American Eagle Outfitters Inc. is either looking at a big market shift or just a big style miss as it heads into the important second half of the year, and management at the South Side teen clothing retailer hopes it is ready for either scenario.
The company's shares fell almost 10 percent Wednesday to close at $14.76, down $1.62, after American Eagle lowered third-quarter projections and said it has revamped its merchandise for the last part of the back-to-school quarter as well as for the entire holiday quarter. A few weeks earlier, it had lowered second-quarter projections, triggering concerns about the whole teen retailer segment.
For the three months ended Aug. 3, American Eagle reported net income of $19.6 million, or 10 cents per share, compared to $19 million, or 10 cents a share, a year ago.

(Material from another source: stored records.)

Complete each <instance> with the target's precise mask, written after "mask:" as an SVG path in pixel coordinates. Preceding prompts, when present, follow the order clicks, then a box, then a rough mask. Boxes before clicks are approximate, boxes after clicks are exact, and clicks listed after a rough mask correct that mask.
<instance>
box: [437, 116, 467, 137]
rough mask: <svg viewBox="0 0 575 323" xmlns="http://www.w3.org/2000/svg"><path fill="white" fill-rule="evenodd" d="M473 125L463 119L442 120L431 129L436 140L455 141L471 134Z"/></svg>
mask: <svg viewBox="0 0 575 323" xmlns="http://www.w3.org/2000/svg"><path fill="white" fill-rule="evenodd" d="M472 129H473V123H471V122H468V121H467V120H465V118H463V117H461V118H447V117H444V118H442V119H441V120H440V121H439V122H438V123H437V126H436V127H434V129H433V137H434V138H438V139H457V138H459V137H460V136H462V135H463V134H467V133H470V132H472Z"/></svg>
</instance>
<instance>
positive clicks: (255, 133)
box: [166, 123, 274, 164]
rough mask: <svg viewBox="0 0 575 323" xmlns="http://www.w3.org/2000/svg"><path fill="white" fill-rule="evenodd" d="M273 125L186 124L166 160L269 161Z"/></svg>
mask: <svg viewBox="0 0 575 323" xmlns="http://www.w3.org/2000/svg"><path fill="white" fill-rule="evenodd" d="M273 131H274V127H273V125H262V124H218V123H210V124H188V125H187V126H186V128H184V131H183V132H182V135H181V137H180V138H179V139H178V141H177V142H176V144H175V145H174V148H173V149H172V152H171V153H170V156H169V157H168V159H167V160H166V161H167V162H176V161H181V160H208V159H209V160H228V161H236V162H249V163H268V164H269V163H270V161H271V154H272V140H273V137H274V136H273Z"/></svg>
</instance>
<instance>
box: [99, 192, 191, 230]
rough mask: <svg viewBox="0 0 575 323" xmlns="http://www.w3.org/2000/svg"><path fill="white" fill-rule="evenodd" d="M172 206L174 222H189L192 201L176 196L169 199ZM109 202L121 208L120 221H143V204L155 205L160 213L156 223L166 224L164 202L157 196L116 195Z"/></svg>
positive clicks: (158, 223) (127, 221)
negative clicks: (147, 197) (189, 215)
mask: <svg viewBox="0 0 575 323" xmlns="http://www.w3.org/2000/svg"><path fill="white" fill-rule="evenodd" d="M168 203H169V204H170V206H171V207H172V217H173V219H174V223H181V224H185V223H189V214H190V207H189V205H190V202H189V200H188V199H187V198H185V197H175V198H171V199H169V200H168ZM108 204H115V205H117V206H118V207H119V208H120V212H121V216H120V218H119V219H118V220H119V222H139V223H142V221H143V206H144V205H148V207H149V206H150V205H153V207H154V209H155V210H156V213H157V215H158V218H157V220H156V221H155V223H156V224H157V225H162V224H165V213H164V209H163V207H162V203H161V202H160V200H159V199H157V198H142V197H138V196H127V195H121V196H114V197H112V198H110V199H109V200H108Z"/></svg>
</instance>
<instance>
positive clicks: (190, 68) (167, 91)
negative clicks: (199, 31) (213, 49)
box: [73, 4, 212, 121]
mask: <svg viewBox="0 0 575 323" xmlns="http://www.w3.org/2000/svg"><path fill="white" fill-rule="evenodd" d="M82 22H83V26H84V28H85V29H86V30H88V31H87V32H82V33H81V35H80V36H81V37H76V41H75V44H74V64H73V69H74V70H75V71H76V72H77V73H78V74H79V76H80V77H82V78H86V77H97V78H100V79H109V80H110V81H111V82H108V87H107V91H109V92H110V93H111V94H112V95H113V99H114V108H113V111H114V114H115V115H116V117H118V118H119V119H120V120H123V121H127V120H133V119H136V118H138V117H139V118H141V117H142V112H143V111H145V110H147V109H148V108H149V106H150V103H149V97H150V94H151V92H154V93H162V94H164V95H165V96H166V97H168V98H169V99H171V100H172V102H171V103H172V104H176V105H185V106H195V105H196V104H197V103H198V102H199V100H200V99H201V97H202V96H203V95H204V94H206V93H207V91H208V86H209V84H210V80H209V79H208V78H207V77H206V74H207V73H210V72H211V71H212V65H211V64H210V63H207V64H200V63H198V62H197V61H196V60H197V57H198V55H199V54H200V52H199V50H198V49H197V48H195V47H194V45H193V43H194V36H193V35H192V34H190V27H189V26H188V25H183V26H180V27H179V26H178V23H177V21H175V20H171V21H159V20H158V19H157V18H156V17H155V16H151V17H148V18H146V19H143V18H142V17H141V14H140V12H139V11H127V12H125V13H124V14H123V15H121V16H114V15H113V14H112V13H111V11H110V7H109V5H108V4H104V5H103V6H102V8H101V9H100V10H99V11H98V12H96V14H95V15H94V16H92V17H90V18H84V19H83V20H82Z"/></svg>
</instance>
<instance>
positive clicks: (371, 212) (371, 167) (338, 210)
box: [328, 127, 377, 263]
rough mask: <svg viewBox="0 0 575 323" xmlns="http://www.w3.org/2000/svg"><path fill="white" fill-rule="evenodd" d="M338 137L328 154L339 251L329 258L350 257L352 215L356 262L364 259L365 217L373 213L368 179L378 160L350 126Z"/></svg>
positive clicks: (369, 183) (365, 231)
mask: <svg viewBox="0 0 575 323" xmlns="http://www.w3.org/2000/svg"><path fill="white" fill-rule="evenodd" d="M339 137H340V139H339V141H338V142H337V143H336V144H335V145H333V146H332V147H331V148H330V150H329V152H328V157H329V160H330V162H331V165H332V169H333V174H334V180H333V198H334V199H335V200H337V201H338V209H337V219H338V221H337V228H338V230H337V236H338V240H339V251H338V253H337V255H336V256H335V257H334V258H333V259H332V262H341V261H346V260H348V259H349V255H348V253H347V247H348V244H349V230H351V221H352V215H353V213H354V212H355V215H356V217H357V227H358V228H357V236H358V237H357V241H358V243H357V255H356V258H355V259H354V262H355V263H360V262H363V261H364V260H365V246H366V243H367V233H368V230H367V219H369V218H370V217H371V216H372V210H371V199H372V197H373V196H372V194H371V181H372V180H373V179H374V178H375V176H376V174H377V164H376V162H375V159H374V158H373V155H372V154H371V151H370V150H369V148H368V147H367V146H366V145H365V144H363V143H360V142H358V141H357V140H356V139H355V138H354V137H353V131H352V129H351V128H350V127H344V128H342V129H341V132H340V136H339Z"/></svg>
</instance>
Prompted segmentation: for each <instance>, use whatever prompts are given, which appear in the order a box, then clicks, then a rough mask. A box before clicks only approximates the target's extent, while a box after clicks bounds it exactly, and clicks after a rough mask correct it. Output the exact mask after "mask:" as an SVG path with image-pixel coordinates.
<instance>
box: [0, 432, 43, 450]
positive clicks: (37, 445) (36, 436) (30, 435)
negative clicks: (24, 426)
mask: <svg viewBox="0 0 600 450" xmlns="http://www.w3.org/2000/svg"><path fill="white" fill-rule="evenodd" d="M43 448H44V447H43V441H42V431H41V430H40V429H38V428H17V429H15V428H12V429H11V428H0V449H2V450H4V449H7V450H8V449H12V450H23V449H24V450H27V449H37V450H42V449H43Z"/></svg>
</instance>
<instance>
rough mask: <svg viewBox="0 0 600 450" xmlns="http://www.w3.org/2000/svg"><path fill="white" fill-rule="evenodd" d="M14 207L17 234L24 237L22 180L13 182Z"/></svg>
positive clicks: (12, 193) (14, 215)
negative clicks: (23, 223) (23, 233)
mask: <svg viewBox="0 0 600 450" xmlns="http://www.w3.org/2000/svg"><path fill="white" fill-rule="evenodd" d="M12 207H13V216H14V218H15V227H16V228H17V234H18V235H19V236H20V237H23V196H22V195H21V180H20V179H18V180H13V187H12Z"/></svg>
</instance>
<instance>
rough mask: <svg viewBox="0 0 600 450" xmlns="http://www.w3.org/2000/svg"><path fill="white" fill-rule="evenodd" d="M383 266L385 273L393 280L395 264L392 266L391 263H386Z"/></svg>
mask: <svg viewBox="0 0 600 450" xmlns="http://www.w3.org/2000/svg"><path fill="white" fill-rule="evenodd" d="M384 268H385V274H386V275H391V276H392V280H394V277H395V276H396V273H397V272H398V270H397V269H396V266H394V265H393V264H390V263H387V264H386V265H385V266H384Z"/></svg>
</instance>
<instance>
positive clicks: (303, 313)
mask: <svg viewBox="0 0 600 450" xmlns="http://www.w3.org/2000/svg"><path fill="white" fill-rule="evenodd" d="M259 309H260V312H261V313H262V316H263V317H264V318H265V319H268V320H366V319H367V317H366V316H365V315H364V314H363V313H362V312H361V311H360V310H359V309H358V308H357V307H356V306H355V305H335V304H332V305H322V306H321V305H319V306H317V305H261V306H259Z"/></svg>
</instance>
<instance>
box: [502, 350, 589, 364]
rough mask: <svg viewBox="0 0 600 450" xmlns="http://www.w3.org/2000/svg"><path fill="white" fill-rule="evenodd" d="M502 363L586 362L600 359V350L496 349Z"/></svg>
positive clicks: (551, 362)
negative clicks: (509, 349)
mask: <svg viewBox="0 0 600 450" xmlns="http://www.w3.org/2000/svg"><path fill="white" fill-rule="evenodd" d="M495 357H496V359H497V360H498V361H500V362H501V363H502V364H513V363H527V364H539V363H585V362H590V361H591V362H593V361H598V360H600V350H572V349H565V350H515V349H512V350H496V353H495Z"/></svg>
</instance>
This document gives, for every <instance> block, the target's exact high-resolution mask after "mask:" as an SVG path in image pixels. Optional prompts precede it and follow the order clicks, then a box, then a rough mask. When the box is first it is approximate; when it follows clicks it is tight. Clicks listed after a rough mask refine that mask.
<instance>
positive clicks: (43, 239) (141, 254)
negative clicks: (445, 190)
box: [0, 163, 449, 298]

Sales at stores open at least a year fell 7 percent in second quarter, and total revenue was down 2 percent to $727 million, compared to $740 million during the same period a year ago.
Things were gloomy enough this summer that the company cut expenses by roughly $10 million and delayed some capital spending on things like new stores, remodels and upgraded technology.
For the third quarter, American Eagle is now projecting earnings in the range of 14 to 16 cents per share. Analysts polled by Thomson Financial had been looking for 35 cents per share.
CEO Robert Hanson, on a conference call with analysts Wednesday, said the company did not deliver enough innovation and value in some of its core areas, such as women's denim, but it also didn't help that the competition has been offering discounts and that its teen client base is having a harder time getting jobs.
"The environment has been extremely challenging," Mr. Hanson said.
American Eagle is seeing sales growth through its online and mobile operations, which could eventually affect how many traditional stores it would need. A new San Francisco technology center represents an investment in attracting talent that will help position the retailer for the new developments, said Mr. Hanson, noting that the West Coast office will partner with teams in Pittsburgh and New York.
Despite the merchandising disappointments in recent months, he said the team responsible for the miss was the same one that produced good results last year and he's confident that they'll get back on track.